Bu kapsamda YEP'in uygulama planlarının oluşturulmasında ve uygulama aşamalarında tüm unsurlarımız ile katkı vermeye hazır olduğumuzu tekrar belirtmek isterim. Geçen yıl yaşadığımız daralma sonrası tüketim talebi, bugün düşen faizlerle beraber bir miktar canlanacaktır. Ancak yüksek işsizlik oranları talebi halen aşağıda tutuyor. Yatırım iştahı ise hem düşük iç talep hem de yavaşlayan Avrupa ve dünya ekonomisi nedeniyle maalesef zayıf seyrediyor."

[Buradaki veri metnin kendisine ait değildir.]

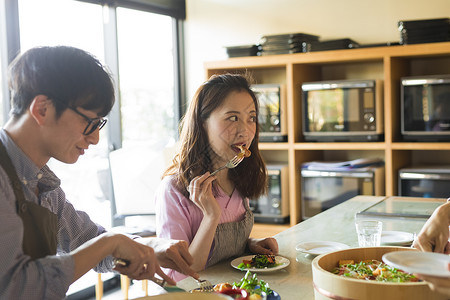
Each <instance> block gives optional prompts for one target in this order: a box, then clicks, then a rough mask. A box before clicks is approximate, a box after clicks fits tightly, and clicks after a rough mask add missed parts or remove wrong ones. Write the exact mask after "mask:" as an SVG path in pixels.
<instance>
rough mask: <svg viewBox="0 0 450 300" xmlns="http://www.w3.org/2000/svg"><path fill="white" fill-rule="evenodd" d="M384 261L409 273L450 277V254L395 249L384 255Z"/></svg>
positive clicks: (433, 275)
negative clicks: (394, 249)
mask: <svg viewBox="0 0 450 300" xmlns="http://www.w3.org/2000/svg"><path fill="white" fill-rule="evenodd" d="M382 259H383V261H384V262H385V263H386V264H388V265H390V266H393V267H395V268H398V269H400V270H403V271H405V272H408V273H416V274H423V275H430V276H437V277H450V270H449V266H450V256H449V255H447V254H442V253H434V252H420V251H394V252H389V253H386V254H385V255H383V258H382Z"/></svg>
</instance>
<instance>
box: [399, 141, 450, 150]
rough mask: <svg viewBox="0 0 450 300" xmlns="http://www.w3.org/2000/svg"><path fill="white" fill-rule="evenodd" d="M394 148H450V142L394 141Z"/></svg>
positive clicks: (437, 148) (402, 148) (400, 148)
mask: <svg viewBox="0 0 450 300" xmlns="http://www.w3.org/2000/svg"><path fill="white" fill-rule="evenodd" d="M392 149H393V150H450V143H405V142H401V143H392Z"/></svg>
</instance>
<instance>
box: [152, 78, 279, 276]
mask: <svg viewBox="0 0 450 300" xmlns="http://www.w3.org/2000/svg"><path fill="white" fill-rule="evenodd" d="M258 109H259V108H258V102H257V99H256V96H255V94H254V93H253V91H252V90H251V89H250V85H249V82H248V81H247V79H246V78H245V77H244V76H242V75H234V74H224V75H215V76H212V77H211V78H210V79H209V80H208V81H207V82H205V83H204V84H202V86H201V87H200V88H199V89H198V90H197V93H196V95H195V97H194V99H193V100H192V101H191V103H190V106H189V108H188V111H187V113H186V115H185V117H184V119H183V121H182V131H181V136H180V142H181V146H180V150H179V152H178V154H177V155H176V156H175V158H174V160H173V162H172V165H171V166H170V167H169V168H168V169H167V170H166V172H165V173H164V175H163V180H162V182H161V184H160V186H159V189H158V192H157V195H156V216H157V220H156V222H157V224H156V230H157V235H158V237H165V238H172V239H179V240H185V241H187V242H188V243H189V252H190V254H191V255H192V256H193V258H194V263H193V264H192V268H193V269H194V270H198V271H200V270H203V269H205V268H206V267H208V266H211V265H213V264H215V263H217V262H219V261H222V260H225V259H229V258H231V257H235V256H239V255H242V254H244V253H245V252H246V251H249V252H252V253H259V254H273V255H275V254H277V253H278V244H277V241H276V240H275V239H274V238H265V239H253V238H249V236H250V232H251V230H252V227H253V214H252V212H251V210H250V208H249V199H250V198H252V199H257V198H258V197H259V196H261V195H262V194H264V193H265V192H266V189H267V171H266V167H265V164H264V161H263V159H262V157H261V155H260V153H259V149H258V132H259V129H258ZM235 157H236V159H237V160H236V159H234V158H235ZM230 161H232V162H233V163H232V164H229V162H230ZM224 166H227V167H225V168H223V169H221V170H220V171H218V172H217V173H215V174H214V175H213V176H211V173H212V172H213V171H215V170H218V169H219V168H221V167H224ZM169 272H170V273H169V275H170V276H171V277H172V278H174V279H175V280H181V279H183V278H185V277H186V276H185V275H183V274H180V273H177V272H174V271H171V270H169Z"/></svg>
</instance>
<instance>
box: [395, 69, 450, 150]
mask: <svg viewBox="0 0 450 300" xmlns="http://www.w3.org/2000/svg"><path fill="white" fill-rule="evenodd" d="M401 106H402V109H401V112H402V115H401V120H402V122H401V127H402V136H403V139H404V140H406V141H424V142H427V141H429V142H432V141H435V142H439V141H450V75H437V76H425V77H404V78H402V79H401Z"/></svg>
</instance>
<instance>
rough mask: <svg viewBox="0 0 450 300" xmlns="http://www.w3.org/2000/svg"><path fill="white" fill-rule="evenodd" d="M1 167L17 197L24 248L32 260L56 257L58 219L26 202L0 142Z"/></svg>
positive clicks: (17, 208) (15, 174)
mask: <svg viewBox="0 0 450 300" xmlns="http://www.w3.org/2000/svg"><path fill="white" fill-rule="evenodd" d="M0 165H1V166H2V167H3V169H4V170H5V172H6V174H7V175H8V177H9V179H10V181H11V184H12V188H13V191H14V195H15V197H16V212H17V214H18V216H19V217H20V218H21V219H22V223H23V240H22V248H23V252H24V254H26V255H28V256H30V257H31V259H38V258H42V257H45V256H47V255H55V254H56V248H57V233H58V217H57V216H56V214H54V213H52V212H51V211H50V210H48V209H47V208H45V207H42V206H40V205H38V204H36V203H33V202H30V201H26V200H25V195H24V193H23V190H22V183H21V182H20V180H19V177H18V176H17V172H16V169H15V168H14V165H13V164H12V161H11V158H10V157H9V155H8V153H7V152H6V148H5V146H4V145H3V143H2V142H1V141H0Z"/></svg>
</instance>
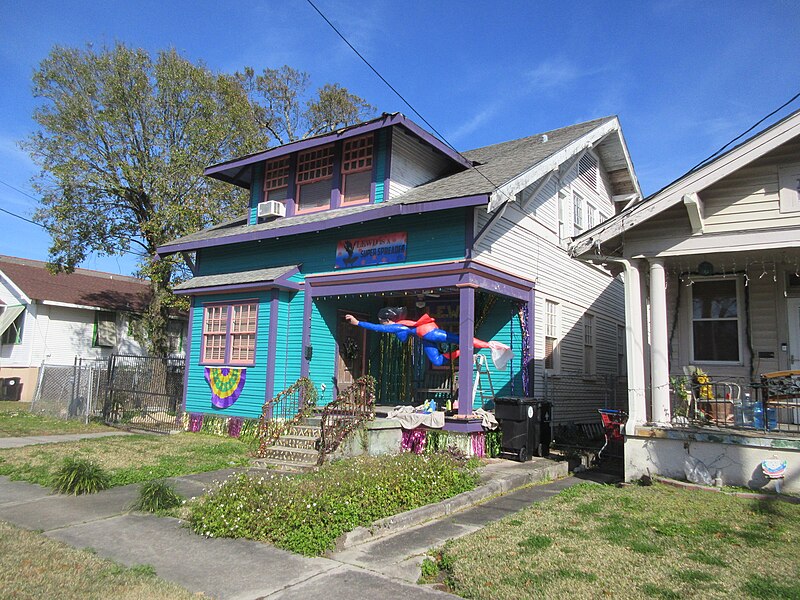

Tüketimi ve yatırımları canlandırmak için öncelikle güven tesis edilmesi gerektiğini vurgulayan Kaslowski, "YEP’in etkili uygulanması, toplumun benimsediği bir yapısal reform programının açıklanması, kurumların güçlenmesi, yargı reformunun hayata geçmesi, AB üyelik hedefini doğrultusunda ilerleme, özgürlük alanlarının genişletilmesi yönünde atılan adımlar güveni tesis edecek, böylelikle ekonomi canlanacak, dolarizasyon azalacak ve büyüme normal seviyesine gelecektir. İşte böyle bir ortam İstanbul’u gerçekten bir finans merkezine dönüştürme gücüne sahiptir" değerlendirmesinde bulundu.